The two data sets overlap between 100 and 160 meters. After correcting and despiking them, they were merged by slicing the related profiles at 130 meters. It turned out that despite the small distance between the two mooring locations, the profiles do not combine seamlessly. This indicates that a small-scale local variability exists in the ocean, even far away from frontal regions, and in summer as well as winter. Water parcels do pass both mooring sites consecutively on occasion, but not necessarily. No attempt has been made to artificially smooth the junction between the yoyo profiles.
Conclusions
The measurements, which began on June 28, 2008, show that cooling at the surface starts in October, but substantial deepening of the surface mixed layer (best seen in salinity data) does not take place before January. Then the subsurface salinity maximum, which stems from an extension of the Gulf Stream, is entrained in the deepening, low-saline mixed layer, and the salt of this maximum helps to achieve densities high enough to let the water parcels sink to greater depths.
It is immediately apparent that ventilation depths exceed 1,200 meters, but a more detailed analysis is needed for an exact determination. Temperatures remain far above the freezing point of roughly -1.8° C throughout the winter, thus providing adverse conditions for ice formation in this region. In contrast to the conventional wisdom in the 1990s, scientists now regard the latter as normal.
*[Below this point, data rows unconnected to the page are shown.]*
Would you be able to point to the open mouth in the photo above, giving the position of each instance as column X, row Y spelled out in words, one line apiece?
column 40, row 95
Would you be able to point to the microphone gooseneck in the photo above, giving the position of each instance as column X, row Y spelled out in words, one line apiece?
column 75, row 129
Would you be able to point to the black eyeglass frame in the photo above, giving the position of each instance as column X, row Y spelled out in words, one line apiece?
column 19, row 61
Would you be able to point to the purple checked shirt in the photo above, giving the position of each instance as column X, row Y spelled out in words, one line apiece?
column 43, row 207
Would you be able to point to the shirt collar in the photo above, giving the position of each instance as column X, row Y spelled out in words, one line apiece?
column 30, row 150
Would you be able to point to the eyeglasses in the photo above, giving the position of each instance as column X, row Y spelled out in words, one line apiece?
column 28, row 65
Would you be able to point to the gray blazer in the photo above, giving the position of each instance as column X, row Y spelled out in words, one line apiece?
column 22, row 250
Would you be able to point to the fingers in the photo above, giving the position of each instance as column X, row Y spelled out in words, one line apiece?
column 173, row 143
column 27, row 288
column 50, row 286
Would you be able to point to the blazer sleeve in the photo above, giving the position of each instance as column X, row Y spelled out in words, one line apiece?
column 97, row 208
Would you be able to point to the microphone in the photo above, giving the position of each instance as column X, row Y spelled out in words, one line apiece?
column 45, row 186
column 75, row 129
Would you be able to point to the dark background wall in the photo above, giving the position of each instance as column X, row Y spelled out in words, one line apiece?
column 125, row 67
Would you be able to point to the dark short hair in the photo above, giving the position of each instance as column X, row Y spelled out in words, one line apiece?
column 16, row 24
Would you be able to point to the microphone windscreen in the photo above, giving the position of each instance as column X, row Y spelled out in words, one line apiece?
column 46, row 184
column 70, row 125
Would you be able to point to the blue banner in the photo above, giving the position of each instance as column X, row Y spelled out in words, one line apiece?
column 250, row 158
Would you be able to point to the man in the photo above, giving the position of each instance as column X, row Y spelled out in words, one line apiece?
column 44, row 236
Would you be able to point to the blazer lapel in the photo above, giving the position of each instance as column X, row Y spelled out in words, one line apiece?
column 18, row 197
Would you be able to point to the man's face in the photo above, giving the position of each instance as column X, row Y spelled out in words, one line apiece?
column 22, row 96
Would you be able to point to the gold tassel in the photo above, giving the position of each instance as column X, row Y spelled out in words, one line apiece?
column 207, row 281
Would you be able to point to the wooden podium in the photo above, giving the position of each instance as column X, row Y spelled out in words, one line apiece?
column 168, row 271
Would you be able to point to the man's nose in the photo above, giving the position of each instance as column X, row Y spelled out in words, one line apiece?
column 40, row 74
The mooring installation described here overcomes for the first time the combined problem of performing many dives to great depths (the instrument has traveled a total of about 2.6 million meters) and reaching the ocean surface proper. The result is a top-quality and detailed data set from one of the few regions of the global ocean suited for deep convection.
Dr. Gereon Th. Budéus has been performing oceanographic research in the Arctic region for more than 10 years. He is involved in related instrument development at the Alfred Wegener Institute for Polar and Marine Research, and his work group designed and produced the Externally Powered/Compressibility Compensated-Yoyo. He holds a Ph.D. from the University of Hamburg.